What’s worse than a trojan virus? Perhaps a fake trojan virus. Fake trojans appear in the form of a pop-up window, usually in a browser and claim that your computer has been infected at that you need to take urgent action to get rid of it. This article will deal with what you should do if you find yourself in that situation. If you think you’ve downloaded a real trojan virus, read this article on how to get rid of it.
What is the “we have detected a trojan virus” scam?
This scam, also known as “e.tre456_worm_osx” after the name of the worm it claims to have found, displays a pop-up window, with an Apple logo in red (designed to both scare you and make you think the warning is from Apple) and text that says your system is infected with viruses. The headline text is also in red, along with text in black that says “immediate action required”. The window may be accompanied by a high-pitched alarm tone which is also designed to scare you into taking action. There’s a button at the bottom of the window that says “Scan” and the whole thing is designed to get you to press that button. Like most malware, it relies on a combination of fear and urgency to scare you into taking action before you have a chance to rationally consider whether there really is something wrong with your Mac.
What should I do if I see the fake trojan?
If you see it in a web browser, close the window immediately and close the tab or window of the site you visited that hosted the pop-up. Don’t visit it again. If you don’t know which site launched the window, or if the window won’t let you close it, quit the browser. If you can’t access the menu and pressing Command-Q doesn’t work, force quit it either by pressing Command-Option-Escape and selecting Force Quit in the window that opens, or by right-clicking the browser’s icon in the Dock and choosing Force Quit.
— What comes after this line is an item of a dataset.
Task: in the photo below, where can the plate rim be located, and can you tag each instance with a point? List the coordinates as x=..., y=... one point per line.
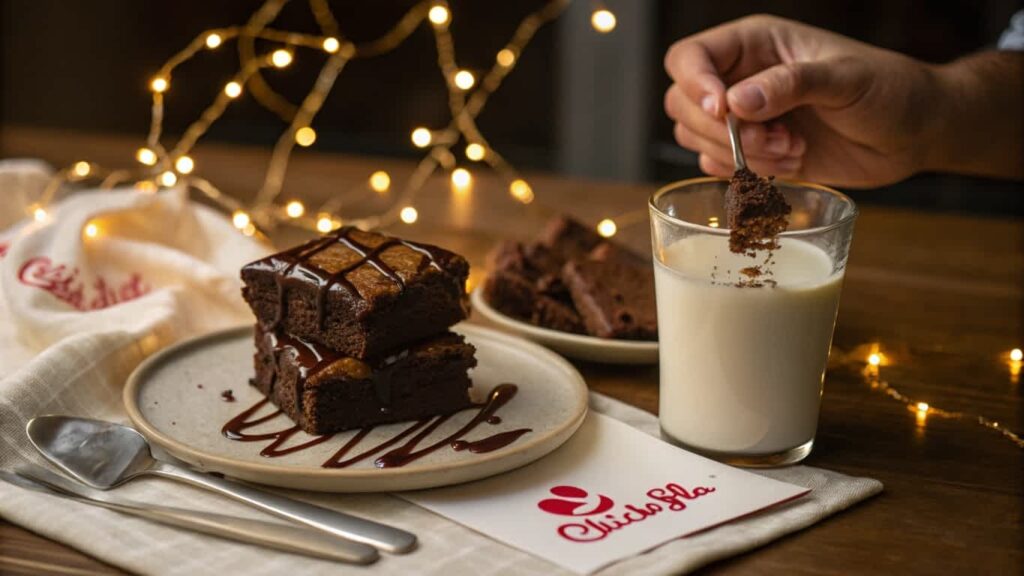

Fake trojans can also appear in applications you’ve downloaded from the internet. For example, if you clicked on a link that told you it was an update to Flash or a seemingly legitimate application that was hiding a fake trojan. This shouldn’t happen if you’re running a recent version of macOS as the GateKeeper tool allows only Apps from the App Store or those that are code signed by developers to be installed. Installing anything else requires you to take specific action to allow it to be installed. However, if you’re using an older version of macOS or you disabled GateKeeper then it’s possible a fake app may have been installed. In this case, you should quit or force quit the app immediately — don’t click on anything in the window. You should then remove the app.
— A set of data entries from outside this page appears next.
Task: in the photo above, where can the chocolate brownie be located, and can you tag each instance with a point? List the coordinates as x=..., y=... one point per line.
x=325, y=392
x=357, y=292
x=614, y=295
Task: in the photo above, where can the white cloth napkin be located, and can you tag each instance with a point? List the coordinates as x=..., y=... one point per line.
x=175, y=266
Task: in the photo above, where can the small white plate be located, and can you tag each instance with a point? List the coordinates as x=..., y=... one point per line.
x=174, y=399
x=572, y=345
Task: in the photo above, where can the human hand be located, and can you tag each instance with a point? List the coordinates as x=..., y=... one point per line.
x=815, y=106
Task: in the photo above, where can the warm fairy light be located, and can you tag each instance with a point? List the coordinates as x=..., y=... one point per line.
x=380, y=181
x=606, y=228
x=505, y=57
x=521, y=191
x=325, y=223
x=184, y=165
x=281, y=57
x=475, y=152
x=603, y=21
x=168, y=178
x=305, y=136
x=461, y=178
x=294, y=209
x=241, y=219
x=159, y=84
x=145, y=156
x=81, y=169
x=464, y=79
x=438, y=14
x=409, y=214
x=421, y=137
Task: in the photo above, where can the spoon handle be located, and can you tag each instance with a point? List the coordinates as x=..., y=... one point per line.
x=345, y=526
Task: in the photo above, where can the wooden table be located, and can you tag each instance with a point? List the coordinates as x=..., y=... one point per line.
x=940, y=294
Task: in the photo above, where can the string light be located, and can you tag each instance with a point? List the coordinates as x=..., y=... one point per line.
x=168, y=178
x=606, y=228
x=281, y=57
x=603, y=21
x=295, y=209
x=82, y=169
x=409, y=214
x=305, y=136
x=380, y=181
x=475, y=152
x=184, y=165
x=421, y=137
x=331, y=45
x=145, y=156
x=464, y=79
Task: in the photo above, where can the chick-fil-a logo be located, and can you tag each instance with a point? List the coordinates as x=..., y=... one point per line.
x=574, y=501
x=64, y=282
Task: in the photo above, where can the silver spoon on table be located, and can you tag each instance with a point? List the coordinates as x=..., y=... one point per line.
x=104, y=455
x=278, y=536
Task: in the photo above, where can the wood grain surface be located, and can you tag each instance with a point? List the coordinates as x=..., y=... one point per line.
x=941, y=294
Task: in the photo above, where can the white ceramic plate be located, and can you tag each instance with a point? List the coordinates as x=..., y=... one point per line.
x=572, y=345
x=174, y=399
However, just dragging the app to the Trash isn’t enough. Most apps store files in several locations on your system and simply removing the main app won’t delete those files. You could search for files in ~/Library and in the main Library folder, but without knowing what you’re looking for it will be very time consuming. Instead use an uninstaller like the one in CleanMyMac X. That will remove all the files associated with the app and make sure there’s no trace of it left behind.
What should I do if I’ve already clicked the link?
Don’t panic. Clicking the link doesn’t necessarily mean you’ll have downloaded malware. However, if you’re taken to a page that asks for personal information, and particularly financial details so that you can download software to remove the “trojan” don’t provide them. If you’ve done so already, contact your bank or credit card provider and tell them your account may have been compromised.
If you clicked on the link within the last hour, launch System Preferences from the Apple menu and click on Security & Privacy. Choose the General tab. If any application has tried to install itself on your Mac in the last hour it will be shown there. Gatekeeper will have prevented installation and will allow to manually give it permission to install. If you do nothing, it won’t install. You can grab the installer from your Downloads folder and put it in the Trash.
If you think you may have downloaded malware by clicking a link on the fake trojan pop-up, you should scan your Mac using an antivirus tool. There are several good ones available for the Mac, most of which will scan for malware free of charge. Some will then require that you pay for the full version before they will remove anything you find, while others will remove it for free. Another option is to use the malware tool in CleanMyMac X.
It scans your Mac and compares what it finds with a regularly updated database of malware. If it finds anything it will tell you and you will be able to remove it with one click. If it doesn’t find anything it will tell you your Mac has a clean bill of health. It’s worth scanning your Mac for malware every week or so after an incident where you think it might have been compromised.
The “we have detected a trojan virus" scam is a particularly nasty piece of malware because it’s designed to trick you into thinking there is something wrong with your Mac when in fact all that’s happened is that you’ve visited a website that’s host to adware. Closing the window should be enough to solve the problem and if you can’t to that, just quit your web browser and relaunch it.
If you’re worried that you may have downloaded malware, however, you should scan your Mac using either an antivirus tool or the malware module in CleanMyMac X.